Aviso, de antemão, que não irei dizer sobre o que trata o meu livro, pois carece o mundo de mais mistério às coisas que lhe permitem e, traduzir a poesia em palavras de raso diálogo é justamente o que não pretendo.

 

Por essas e outras razões me desafiarei a falar sobre o que não pretendo com este livro. Não pretendo ser a venda de um exemplar com interesses estritamente mercadológicos nem encher a barriga das traças nas estantes das academias, livrarias e bibliotecas, prefiro antes ser a marca barata onde escorre a poesia como o orvalho da conversa despretensiosa.

 

Não pretendo ser raso como o cisco no olho dos que interpretam o óbvio, prefiro antes ser o incômodo raso causado por este.
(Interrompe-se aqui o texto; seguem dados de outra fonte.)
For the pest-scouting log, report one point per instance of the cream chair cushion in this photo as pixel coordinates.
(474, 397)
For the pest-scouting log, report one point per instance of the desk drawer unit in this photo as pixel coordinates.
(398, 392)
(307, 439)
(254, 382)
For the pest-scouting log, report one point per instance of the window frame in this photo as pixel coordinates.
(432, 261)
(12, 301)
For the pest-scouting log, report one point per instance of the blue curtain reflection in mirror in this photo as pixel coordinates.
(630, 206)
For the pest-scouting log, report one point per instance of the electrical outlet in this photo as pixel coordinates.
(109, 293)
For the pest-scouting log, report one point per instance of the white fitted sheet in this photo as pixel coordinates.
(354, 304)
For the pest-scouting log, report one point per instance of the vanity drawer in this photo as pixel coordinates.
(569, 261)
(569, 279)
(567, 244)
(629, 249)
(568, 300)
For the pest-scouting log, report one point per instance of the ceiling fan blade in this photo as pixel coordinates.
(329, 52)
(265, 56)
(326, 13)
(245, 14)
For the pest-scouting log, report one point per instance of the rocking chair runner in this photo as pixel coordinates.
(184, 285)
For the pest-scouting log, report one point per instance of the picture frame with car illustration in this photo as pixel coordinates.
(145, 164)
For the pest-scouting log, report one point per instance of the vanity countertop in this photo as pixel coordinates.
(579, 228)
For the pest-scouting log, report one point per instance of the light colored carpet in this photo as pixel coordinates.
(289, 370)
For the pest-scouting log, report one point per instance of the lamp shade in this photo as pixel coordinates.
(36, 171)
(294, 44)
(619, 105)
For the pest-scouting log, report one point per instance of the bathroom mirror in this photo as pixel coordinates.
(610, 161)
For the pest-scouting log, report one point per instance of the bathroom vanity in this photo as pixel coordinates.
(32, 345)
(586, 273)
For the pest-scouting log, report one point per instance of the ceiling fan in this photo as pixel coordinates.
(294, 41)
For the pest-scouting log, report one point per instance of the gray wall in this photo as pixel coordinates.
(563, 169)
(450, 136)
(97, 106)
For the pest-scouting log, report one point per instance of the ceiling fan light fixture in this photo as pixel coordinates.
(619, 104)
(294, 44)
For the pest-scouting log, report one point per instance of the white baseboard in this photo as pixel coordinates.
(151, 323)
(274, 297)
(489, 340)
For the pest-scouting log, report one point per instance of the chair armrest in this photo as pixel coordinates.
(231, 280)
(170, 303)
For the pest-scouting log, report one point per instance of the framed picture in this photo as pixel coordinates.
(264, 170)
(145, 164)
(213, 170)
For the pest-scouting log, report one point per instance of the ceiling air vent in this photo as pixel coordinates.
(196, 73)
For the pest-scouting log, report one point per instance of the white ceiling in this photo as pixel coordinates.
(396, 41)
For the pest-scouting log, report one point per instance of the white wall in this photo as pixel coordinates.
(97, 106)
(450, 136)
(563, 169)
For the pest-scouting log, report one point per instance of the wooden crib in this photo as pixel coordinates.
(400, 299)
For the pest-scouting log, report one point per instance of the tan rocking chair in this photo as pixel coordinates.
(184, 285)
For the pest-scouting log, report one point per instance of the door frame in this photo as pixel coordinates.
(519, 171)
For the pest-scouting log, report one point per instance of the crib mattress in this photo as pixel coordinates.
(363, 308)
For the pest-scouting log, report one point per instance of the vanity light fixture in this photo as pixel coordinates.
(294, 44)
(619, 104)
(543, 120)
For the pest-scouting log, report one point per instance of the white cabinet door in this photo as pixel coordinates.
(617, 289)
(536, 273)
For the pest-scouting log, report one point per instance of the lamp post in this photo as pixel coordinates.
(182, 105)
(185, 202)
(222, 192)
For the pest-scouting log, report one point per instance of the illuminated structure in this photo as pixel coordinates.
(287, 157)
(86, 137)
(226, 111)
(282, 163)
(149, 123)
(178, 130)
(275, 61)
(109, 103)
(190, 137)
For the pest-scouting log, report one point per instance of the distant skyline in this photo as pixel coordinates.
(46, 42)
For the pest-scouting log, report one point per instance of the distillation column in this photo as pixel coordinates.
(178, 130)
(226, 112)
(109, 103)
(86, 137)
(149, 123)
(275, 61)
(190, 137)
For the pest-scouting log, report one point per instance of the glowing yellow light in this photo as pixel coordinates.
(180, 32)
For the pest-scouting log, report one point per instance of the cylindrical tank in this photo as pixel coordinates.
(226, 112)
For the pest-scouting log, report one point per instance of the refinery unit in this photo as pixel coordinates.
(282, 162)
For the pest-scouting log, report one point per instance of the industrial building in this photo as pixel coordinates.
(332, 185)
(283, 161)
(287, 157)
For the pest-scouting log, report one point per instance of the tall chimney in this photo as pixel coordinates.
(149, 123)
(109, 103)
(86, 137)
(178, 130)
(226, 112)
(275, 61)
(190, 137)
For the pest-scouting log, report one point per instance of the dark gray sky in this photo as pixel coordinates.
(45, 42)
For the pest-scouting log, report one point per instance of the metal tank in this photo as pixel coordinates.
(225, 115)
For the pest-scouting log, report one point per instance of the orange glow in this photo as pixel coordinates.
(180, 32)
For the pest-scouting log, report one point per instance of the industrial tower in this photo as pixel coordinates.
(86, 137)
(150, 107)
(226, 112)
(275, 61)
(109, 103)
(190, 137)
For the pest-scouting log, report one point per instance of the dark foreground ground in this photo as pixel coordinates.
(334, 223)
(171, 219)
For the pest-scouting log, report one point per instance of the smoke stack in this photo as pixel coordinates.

Tampouco pretendo mergulhar os pés na fonte morna desse discurso e dela sair ileso sem uma mancha que me traia. Prefiro ser os pés sujos que encorpam a idéia do leitor, que ao poucos se posiciona, do que alimentar a letra que me aniquila.

 

Embora não pretenda tanto, o que não pretendo, como viram, é muita coisa, afinal, o que podemos nós, na vida, não fazer senão não pretender?

 

Peço desculpas pelas feridas que se abrem nesse texto, mas é que a sabatina dos anos e o incômodo causado nas obviedades das coisas me assumem e perpassam também a minha poesia.

 

Falo isto, pois a nossa vida tem se dividido em óbvio e ócio, este último censurado, caindo ao fundo no som da frase, pois a poesia não é o óbvio do povo, não vivemos mais no século XVII e a sombra da racionalidade é um passado que nos atormenta, como uma dor de dente.

 

Então, por qual motivo me dou ao “desfrute” de fazer esta viagem pelas palavras? Talvez por que eu não pretenda ser um soldado da matéria, tampouco cantar as coisas do mundo.

 

O que quero é cantar minhas coisas, minhas cores, a poesia é a minha consciência do mundo, de forma tão clara como não há consciência nas coisas ou nos fatos, assim como também não há nas coisas por si só, poesia alguma.

 

A poesia existe no homem com a coisa, no contato da palavra com o mundo, afinal, como diria Alberto Caeiro, grande heterônimo de Pessoa, que mistério há nas coisas senão haver quem pense no mistério?

 

Por fim, gostaria de agradecer afetuosamente, a cada leitor, que me fez vivo, a cada internauta que, através de suas postagens, me compartilhou e me exerceu, afiançando assim a minha poesia.

 

Gostaria de agradecer principalmente aos servidores públicos de Nossa Senhora da Glória e o seu Sindicato, o SINDISERVE pela sensibilidade política na democratização destas palavras, que embora se dispersem feito arroz de festa, encorpam essa poética, que ao tempo em que é construída, me ultrapassa de súbito, uma poética do homem na coisa, do homem no tempo, uma poética do homem no mundo.